Hukuk

NİTELİKLİ DOLANDIRICILIK

YARGITAY, kendilerini hoca olarak tanıtarak “Kızınızın bahtı kapanmış muska ile açabiliriz”, “Evinizin bahçesinde bir küp altın var, dua ile altını buluruz” gibi vaatlerle dolandırıcılık yapan sanıklara verilen cezayı az bularak, kararı bozdu.

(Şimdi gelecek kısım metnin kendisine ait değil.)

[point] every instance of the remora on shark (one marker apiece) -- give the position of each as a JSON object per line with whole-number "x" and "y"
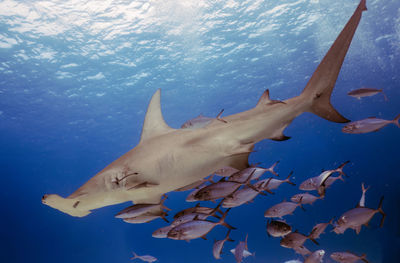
{"x": 167, "y": 159}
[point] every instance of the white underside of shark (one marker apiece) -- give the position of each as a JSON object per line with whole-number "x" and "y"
{"x": 167, "y": 159}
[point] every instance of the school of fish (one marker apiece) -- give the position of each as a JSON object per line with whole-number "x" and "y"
{"x": 230, "y": 187}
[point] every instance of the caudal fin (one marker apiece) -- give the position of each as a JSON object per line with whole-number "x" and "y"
{"x": 381, "y": 212}
{"x": 396, "y": 121}
{"x": 319, "y": 88}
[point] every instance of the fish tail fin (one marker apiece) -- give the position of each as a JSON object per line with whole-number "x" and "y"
{"x": 363, "y": 257}
{"x": 227, "y": 238}
{"x": 380, "y": 210}
{"x": 66, "y": 205}
{"x": 340, "y": 168}
{"x": 384, "y": 96}
{"x": 300, "y": 204}
{"x": 271, "y": 169}
{"x": 164, "y": 197}
{"x": 134, "y": 256}
{"x": 341, "y": 177}
{"x": 312, "y": 239}
{"x": 222, "y": 220}
{"x": 396, "y": 121}
{"x": 264, "y": 186}
{"x": 363, "y": 189}
{"x": 318, "y": 90}
{"x": 287, "y": 180}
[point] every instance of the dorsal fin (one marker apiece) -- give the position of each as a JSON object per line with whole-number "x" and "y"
{"x": 265, "y": 100}
{"x": 154, "y": 123}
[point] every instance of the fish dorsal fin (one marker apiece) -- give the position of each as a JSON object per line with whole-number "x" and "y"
{"x": 266, "y": 100}
{"x": 154, "y": 124}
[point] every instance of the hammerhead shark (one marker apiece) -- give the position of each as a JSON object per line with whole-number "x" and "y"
{"x": 166, "y": 159}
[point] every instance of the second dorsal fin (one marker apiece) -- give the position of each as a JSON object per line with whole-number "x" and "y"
{"x": 154, "y": 124}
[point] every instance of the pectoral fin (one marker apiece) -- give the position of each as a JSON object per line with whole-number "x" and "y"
{"x": 142, "y": 185}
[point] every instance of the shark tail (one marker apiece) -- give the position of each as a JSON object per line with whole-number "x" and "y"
{"x": 319, "y": 88}
{"x": 363, "y": 257}
{"x": 396, "y": 121}
{"x": 67, "y": 205}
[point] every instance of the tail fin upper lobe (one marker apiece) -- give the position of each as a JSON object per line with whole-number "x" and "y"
{"x": 319, "y": 88}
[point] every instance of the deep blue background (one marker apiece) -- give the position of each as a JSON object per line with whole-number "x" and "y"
{"x": 59, "y": 124}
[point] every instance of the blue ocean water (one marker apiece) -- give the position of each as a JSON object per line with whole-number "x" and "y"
{"x": 76, "y": 78}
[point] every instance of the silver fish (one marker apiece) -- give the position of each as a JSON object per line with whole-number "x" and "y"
{"x": 273, "y": 183}
{"x": 226, "y": 171}
{"x": 319, "y": 182}
{"x": 139, "y": 209}
{"x": 241, "y": 196}
{"x": 201, "y": 121}
{"x": 370, "y": 124}
{"x": 319, "y": 229}
{"x": 329, "y": 182}
{"x": 195, "y": 229}
{"x": 277, "y": 228}
{"x": 242, "y": 175}
{"x": 240, "y": 249}
{"x": 366, "y": 92}
{"x": 302, "y": 250}
{"x": 166, "y": 159}
{"x": 246, "y": 253}
{"x": 221, "y": 189}
{"x": 162, "y": 232}
{"x": 294, "y": 240}
{"x": 192, "y": 194}
{"x": 146, "y": 217}
{"x": 145, "y": 258}
{"x": 362, "y": 199}
{"x": 195, "y": 185}
{"x": 357, "y": 217}
{"x": 316, "y": 257}
{"x": 219, "y": 244}
{"x": 196, "y": 209}
{"x": 189, "y": 217}
{"x": 282, "y": 209}
{"x": 348, "y": 257}
{"x": 305, "y": 198}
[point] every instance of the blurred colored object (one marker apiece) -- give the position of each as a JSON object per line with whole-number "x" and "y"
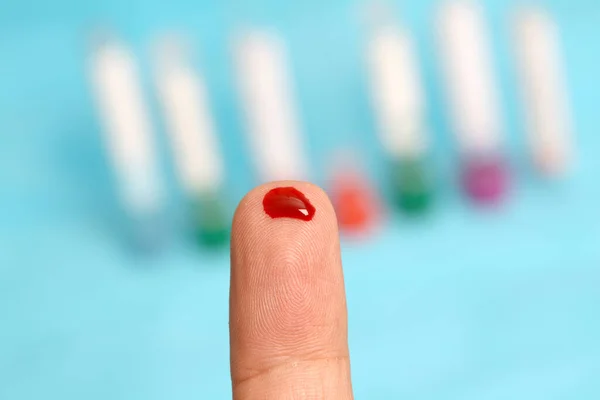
{"x": 193, "y": 139}
{"x": 269, "y": 105}
{"x": 399, "y": 103}
{"x": 545, "y": 95}
{"x": 473, "y": 101}
{"x": 129, "y": 141}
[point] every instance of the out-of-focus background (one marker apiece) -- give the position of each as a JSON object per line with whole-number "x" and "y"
{"x": 463, "y": 304}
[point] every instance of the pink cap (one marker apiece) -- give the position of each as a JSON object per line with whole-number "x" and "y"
{"x": 485, "y": 179}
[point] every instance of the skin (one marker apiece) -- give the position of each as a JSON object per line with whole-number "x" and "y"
{"x": 287, "y": 316}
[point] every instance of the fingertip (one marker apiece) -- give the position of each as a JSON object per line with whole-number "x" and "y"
{"x": 287, "y": 300}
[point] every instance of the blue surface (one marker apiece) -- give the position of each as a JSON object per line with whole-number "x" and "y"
{"x": 465, "y": 305}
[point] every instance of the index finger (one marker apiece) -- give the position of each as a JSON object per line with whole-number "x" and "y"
{"x": 288, "y": 320}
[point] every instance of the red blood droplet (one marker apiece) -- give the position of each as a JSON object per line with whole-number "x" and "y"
{"x": 288, "y": 202}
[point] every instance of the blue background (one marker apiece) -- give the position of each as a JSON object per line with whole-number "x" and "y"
{"x": 467, "y": 304}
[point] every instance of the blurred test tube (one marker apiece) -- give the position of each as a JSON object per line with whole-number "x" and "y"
{"x": 128, "y": 134}
{"x": 399, "y": 104}
{"x": 184, "y": 99}
{"x": 544, "y": 91}
{"x": 473, "y": 100}
{"x": 269, "y": 105}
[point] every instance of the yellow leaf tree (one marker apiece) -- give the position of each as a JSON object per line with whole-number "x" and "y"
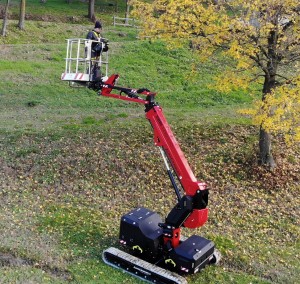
{"x": 261, "y": 36}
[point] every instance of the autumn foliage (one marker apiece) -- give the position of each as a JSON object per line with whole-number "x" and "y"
{"x": 261, "y": 38}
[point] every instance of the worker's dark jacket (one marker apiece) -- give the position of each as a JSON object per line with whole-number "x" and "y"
{"x": 97, "y": 47}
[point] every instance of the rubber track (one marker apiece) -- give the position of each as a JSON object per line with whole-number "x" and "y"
{"x": 139, "y": 268}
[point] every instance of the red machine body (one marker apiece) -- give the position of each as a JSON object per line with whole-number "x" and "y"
{"x": 191, "y": 210}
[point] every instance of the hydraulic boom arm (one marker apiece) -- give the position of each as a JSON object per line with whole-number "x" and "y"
{"x": 191, "y": 210}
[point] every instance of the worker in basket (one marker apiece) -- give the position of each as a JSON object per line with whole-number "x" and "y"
{"x": 99, "y": 45}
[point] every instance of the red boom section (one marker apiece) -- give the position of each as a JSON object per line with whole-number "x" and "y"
{"x": 164, "y": 137}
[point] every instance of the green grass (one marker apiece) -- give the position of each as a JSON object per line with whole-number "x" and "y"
{"x": 72, "y": 163}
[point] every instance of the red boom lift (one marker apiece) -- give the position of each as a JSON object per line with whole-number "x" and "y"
{"x": 156, "y": 251}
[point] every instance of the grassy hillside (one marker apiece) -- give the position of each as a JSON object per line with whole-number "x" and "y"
{"x": 72, "y": 163}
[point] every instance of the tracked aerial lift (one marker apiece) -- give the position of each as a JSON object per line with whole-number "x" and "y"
{"x": 154, "y": 249}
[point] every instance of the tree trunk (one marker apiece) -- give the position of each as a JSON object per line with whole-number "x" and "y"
{"x": 91, "y": 14}
{"x": 5, "y": 19}
{"x": 22, "y": 15}
{"x": 265, "y": 154}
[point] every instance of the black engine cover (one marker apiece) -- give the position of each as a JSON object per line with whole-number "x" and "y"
{"x": 139, "y": 230}
{"x": 192, "y": 254}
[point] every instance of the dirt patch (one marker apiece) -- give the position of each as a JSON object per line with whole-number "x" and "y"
{"x": 6, "y": 170}
{"x": 9, "y": 260}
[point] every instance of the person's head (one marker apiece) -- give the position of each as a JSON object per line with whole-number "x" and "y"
{"x": 98, "y": 26}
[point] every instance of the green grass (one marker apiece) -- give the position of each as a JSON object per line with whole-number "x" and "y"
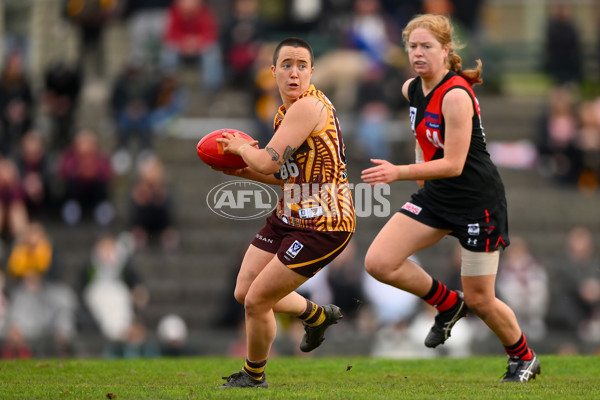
{"x": 563, "y": 377}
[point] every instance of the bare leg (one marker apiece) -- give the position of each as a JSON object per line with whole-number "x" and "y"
{"x": 387, "y": 257}
{"x": 274, "y": 283}
{"x": 481, "y": 298}
{"x": 253, "y": 264}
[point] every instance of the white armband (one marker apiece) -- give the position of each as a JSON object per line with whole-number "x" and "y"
{"x": 418, "y": 154}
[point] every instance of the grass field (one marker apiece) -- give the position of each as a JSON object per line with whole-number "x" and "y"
{"x": 563, "y": 377}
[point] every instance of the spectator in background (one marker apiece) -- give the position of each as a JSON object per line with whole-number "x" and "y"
{"x": 13, "y": 211}
{"x": 563, "y": 59}
{"x": 41, "y": 318}
{"x": 559, "y": 155}
{"x": 588, "y": 141}
{"x": 151, "y": 207}
{"x": 91, "y": 17}
{"x": 61, "y": 93}
{"x": 169, "y": 104}
{"x": 16, "y": 103}
{"x": 16, "y": 27}
{"x": 576, "y": 300}
{"x": 242, "y": 43}
{"x": 3, "y": 305}
{"x": 36, "y": 175}
{"x": 85, "y": 171}
{"x": 193, "y": 34}
{"x": 368, "y": 41}
{"x": 146, "y": 20}
{"x": 133, "y": 99}
{"x": 523, "y": 285}
{"x": 32, "y": 252}
{"x": 265, "y": 93}
{"x": 113, "y": 292}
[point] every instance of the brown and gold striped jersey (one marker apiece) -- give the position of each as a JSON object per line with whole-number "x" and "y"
{"x": 316, "y": 194}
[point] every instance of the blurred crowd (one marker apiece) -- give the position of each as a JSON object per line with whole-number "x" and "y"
{"x": 56, "y": 169}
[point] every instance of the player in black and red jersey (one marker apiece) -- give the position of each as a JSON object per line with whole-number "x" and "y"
{"x": 462, "y": 195}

Dini duyguların istismarı ile yapılan dolandırıcılık TCK 157. maddeki dolandırıcılık suçunu değil, 158. maddedeki nitelikli dolandırıcılık suçunu oluşturur.
Yargıtay 15. Ceza Dairesi, gerekçesinde “Dolandırıcılık suçunun dini inanç ve duyguların istismar edilmesi suretiyle işlenmesi daha ağır ceza gerektirir” dedi.

Din tanımı yapıldı

Yargıtay, “Burada dikkat edilmesi gereken husus, dinin bir aldatma aracı olarak kullanılmasıdır” diyerek, şu tanımı yaptı: “Din, bir topluluğun sahip olduğu kutsal kitap, peygamber ve Allah kavramını da genellikle içinde bulunduran inanç sistemi ve bu sisteme bağlı olarak yerine getirmeye çalıştığı ahlaki kurallar bütünüdür.  Bir insanın dini inanç ve duyguları ile, doğup büyüdüğü, terbiyesini aldığı ailesi, çevresi ve içinde bulunduğu toplum arasında çok sıkı bir ilişki bulunmaktadır.”

7 yıl gerektirir

Yargıtay, sanıkların işledikleri suçun 1 yıl ile 5 yıl arasında değişen hapis cezası öngören “dolandırıcılık” suçu olmadığını, işlenen suçun 2 yıl ile 7 yıl hapsi gerektiren “nitelikli dolandırıcılık” olduğu tespiti yaptı. Yargıtay, sanıkların dini inanç ve duyguları istismar edilmesi suretiyle nitelikli dolandırıcılık yaptığını belirterek, işlenen her suç için zincirleme olarak ceza tespiti yapılmasını istedi.